Les photographies que, cédant à son irrépressible manie, il parvint à prendre aussi en Angleterre sont avant tout un singulier document de vie. Elles respirent l’atmosphère de cet exil : le silence, la peur, la suspicion, et aucune reconnaissance pour le pays qui le recevait. Il y a plus de désespoir accumulé dans ces images que dans tout ce qu’il déclarait ouvertement dans ses lettres et dans ses notes.
La photographie devient ici une confession indirecte. Personne mieux que Mallarmé, a écrit Cecchi, n’a exprimé la tristesse d’un éveil londonien en évoquant le fracas des boulets de charbon qu’une servante matinale déverse dans un seau de fer.
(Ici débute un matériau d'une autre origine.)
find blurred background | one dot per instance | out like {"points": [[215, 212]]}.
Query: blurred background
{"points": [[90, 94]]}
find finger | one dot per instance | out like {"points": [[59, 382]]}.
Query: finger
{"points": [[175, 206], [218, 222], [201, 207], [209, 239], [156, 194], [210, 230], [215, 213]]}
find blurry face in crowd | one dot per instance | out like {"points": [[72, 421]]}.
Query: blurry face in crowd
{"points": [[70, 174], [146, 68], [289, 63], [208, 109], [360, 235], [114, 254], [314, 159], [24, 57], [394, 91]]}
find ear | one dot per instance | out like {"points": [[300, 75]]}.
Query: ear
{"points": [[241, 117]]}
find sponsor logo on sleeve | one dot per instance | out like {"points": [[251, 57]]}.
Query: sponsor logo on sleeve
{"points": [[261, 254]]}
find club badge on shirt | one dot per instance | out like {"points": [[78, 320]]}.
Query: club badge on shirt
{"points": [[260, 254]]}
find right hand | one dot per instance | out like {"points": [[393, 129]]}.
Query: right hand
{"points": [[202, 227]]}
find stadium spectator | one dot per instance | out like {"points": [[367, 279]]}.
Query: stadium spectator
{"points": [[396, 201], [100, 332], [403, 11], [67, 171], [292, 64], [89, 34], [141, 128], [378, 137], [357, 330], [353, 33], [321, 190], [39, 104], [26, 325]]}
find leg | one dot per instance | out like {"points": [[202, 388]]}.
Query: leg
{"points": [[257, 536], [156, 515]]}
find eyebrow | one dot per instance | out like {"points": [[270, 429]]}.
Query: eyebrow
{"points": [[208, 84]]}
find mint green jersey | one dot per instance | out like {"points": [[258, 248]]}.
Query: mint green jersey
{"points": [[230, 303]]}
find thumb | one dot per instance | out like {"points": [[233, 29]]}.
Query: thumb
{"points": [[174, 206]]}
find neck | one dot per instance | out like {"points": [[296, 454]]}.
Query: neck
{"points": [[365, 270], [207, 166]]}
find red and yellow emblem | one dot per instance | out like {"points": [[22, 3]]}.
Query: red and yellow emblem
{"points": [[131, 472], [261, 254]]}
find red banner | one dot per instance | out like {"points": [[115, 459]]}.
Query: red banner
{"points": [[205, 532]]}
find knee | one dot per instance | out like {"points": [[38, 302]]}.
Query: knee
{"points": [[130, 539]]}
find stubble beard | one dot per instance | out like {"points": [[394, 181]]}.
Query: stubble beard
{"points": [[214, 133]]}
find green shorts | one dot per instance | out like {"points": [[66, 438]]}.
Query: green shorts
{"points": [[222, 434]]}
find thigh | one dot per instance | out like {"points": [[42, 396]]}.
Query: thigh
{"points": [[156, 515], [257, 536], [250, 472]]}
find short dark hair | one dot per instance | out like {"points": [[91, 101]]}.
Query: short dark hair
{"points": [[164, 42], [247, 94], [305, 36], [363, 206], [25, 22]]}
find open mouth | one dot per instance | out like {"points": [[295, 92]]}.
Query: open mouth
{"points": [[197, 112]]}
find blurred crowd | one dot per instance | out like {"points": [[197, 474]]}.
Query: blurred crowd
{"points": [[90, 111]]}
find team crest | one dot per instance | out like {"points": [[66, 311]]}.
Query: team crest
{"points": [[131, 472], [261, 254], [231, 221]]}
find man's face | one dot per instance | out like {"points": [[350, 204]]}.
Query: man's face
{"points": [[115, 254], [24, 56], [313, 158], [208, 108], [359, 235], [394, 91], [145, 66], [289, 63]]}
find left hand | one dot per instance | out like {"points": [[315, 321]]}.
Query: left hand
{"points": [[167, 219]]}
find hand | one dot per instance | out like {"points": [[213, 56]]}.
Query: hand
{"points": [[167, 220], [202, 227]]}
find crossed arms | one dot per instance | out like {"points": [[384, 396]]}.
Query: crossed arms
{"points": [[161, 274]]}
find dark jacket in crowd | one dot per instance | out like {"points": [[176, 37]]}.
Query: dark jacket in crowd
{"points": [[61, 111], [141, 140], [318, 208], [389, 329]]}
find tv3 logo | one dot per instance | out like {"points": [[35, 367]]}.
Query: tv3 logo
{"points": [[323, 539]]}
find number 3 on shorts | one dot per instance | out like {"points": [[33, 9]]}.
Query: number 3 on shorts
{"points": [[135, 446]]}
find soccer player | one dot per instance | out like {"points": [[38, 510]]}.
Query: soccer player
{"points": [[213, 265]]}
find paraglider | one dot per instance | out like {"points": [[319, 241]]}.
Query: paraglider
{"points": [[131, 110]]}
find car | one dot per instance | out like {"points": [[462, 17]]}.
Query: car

Personne mieux que Zola n’a exprimé, dans ces vues timides et modestes, la mélancolie de certaines rues anonymes de Londres, semblables et différentes, si proches et si lointaines, que seuls égayent de tristes petits hôtels et l’ombre sans beauté des clochers d’église.
Peut-être ces photographies furent-elles prises le dimanche. De Nittis avait peint les dimanches londoniens déserts. Dans ces photos aussi, les rares passants, le grincement d’une charrette, le trot lent d’un cheval éveillent en l’heure estivale des échos longs et profonds. Souvent même les chevaux sont immobiles, au repos. Le landau d’un bébé ou la voiturette d’une vieille dame paralytique ont du mal à rouler sur les dalles disjointes du trottoir. On perçoit dans toutes ces photographies une grande circonspection, comme si le photographe voulait voir sans être vu. Le grand Londres et ses merveilleux paysages industriels lointains.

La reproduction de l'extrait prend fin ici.